Artinya: jangan berbuat sesuatu di hadapan orang lain, dengan maksud mempermalukan orang lain.

15. Ulah biwir nyiru rombengeun
“bibir jangan seperti niru yang rusak dan sobek-sobek”
Artinya: janganlah membicarakan sesuatu yang tidak pantas
terdengar oleh orang lain, senantiasa mengendalikan diri dalam bertutur kata.

Sesuai dengan sosial solidaritas, bahwa dalam berkehidupan bermasyarakat kita tidak boleh mementingkan diri sendiri tetapi harus mendahulukan kepentingan masyarakat dan keputusan pribadi yang tidak menguntungkan, sesuai dengan sikap yang dikehendaki oleh masyarakat Sunda yang tidak boleh mementingkan diri sendiri, sebagaimana tampak dalam ungkapan berikut ini:

16. Buruk-buruk papan jati
“betapa pun lapuknya kayu jati itu kuat”
Artinya: betapapun besar kesalahan saudara atau sahabat, mereka tetap saudara kita, orang tua tentu dapat mengampuninya.

17. Kaciwit daging kabawa tulang
“tercubit kulit dagingpun terbawa”
Artinya: ikut tercemar karena perbuatan salah seorang sanak keluarga

18. Ulah mapay ka puhu leungeun
“jangan menyusur ke pangkal lengan”
Artinya: janganlah kesalahan anak membawa buruk kepada orang tuanya.
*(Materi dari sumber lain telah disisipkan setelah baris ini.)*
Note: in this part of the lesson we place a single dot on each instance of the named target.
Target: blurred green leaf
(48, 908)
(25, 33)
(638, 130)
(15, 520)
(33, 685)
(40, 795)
Manusia di muka bumi ini sesuai dengan ajaran agama diwajibkan saling hormat-menghormati, dan saling harga menghargai dengan sesama manusia, sesuai pula dengan sila Pancasila. Dalam masyarakat Sunda pun hal itu tercermin pada ungkapan berikut ini:

19. Wong asih ora kurang pangalé, wong sengit ora kurang panyacad
“orang pengasih tidak kurang pujian, orang yang jelek (pemarah) tidak kekurangan celaan”
Artinya: orang yang pengasih kepada yang lain akan disenangi, dan orang yang bengis akan dibenci.

20. Ana deleng dén deleng, anu rungu dén rungu
“ada penglihatan dilihat, ada pendengaran didengar”
Artinya: jika ada sesuatu lihatlah atau dengarlah dengan patuh, tetapi janganlah dilihat atau didengar dengan tujuan jelek.

Data ungkapan yang telah disajikan, yang merupakan pencerminan dari adanya hubungan antara manusia dengan sesama manusia dalam masyarakatnya sesuai dengan pandangan hidup orang Sunda, juga dengan folkwas, solidarity social, juga tentang fungsi keluarga dan tatasosial dalam masyarakat Sunda.

5.Bagimana pandangan hidup orang Sunda mengatur hubungan anatara manusia dengan Negara dan bangsa?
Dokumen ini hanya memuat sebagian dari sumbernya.